Some of the NationStates players take the game very seriously; there is even a threatening “Invader” contingent that seeks to take over and destroy regions – seemingly “because they can”.

Wysteria is lucky in that it is controlled by its Founder (The Green and Pleasant Dominion of The Bruce) rather than its World Assembly delegate (The Great Green Arkleseizure of Hydroponic Nation).

I play my region as a relatively right-wing, capitalist state with the twist that the head of state is a religious dictator, rather than a hereditary monarchy or elected president. Furthermore, the religious bent of the nation is purely driven by Lovecraft’s Cthulhu Mythos.

Initially the nation intended to subvert and convert the nations of Wysteria to its Elder-God fearing, all consuming ways but the presence of uber-powerful, aggressive nations (The Indomitable Borderlands of The Grendels) within Wysteria has led the Cthonian Wasteland to be more open to trade and discourse with its neighbours rather than violent and bloody religious conversion.

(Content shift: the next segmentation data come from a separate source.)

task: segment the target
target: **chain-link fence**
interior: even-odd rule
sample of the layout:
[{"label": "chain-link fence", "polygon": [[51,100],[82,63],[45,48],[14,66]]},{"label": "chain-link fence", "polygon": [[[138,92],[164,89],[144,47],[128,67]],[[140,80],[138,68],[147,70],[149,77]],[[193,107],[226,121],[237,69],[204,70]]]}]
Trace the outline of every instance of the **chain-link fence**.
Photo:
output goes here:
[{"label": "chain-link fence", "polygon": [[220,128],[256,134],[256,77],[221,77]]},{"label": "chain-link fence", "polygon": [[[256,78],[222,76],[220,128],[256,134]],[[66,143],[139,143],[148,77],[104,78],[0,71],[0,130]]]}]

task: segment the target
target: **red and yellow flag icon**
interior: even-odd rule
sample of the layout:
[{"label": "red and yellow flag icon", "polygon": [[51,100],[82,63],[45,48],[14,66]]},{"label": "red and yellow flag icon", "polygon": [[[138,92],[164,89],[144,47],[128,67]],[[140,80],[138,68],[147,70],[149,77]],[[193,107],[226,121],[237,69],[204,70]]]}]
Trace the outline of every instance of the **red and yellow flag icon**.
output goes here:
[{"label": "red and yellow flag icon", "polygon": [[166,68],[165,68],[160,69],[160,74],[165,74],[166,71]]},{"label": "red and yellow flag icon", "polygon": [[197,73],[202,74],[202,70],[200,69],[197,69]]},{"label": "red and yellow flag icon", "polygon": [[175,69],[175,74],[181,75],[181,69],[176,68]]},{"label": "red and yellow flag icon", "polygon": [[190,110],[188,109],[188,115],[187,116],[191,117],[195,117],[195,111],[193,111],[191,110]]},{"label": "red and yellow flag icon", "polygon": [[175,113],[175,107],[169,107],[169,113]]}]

I have a place within Wysterian cartography and have even placed cities and towns – conceptually.  In my head, I have an idea of how the nation’s religious and political bodies interact and even how the indigenous demographic break down.

Gnoll AmbassadorAs the region is populated with fantasy role-players, the existence of Shoggoth and Deep-Ones within my own national population does not seem too our of place; even the Grendels are made up of the awesome fantasy race of Gnolls .

My next major LRP character is likely to be a Grendel-esque Gnoll – albeit, a lazy scouse Gnoll.

The aforementioned Grendels is an interesting example of how the game can be played.  The Grendels are often top of the regional rankings (and the World – which is impressive when you consider the NationStates world contains 88,963 nations within 8,778 regions).

Cthonian Wasteland is currently ranked 4th in Wysteria and 96th in the world for “Largest Public Sector”.  Which is not as impressive as the ranking I achieve for “Most Cultured”, which is usually 1st in Wysteria and 13th in the world.

For all that it takes around 5 minutes a day to play, I really enjoy being a part of the NationStates world.  I suspect I would enjoy it less if I were not in Wysteria.  I really wish I had more time to engage in the regional role-play that occurs on the Wysteria Message Boards.

As I dedicate more and more time to writing, I am actually considering writing a few short stories set in Wysteria and the Cthonian Wastelands.  I’ve even considered creating a web comic, although I can’t draw consistent characters for toffee.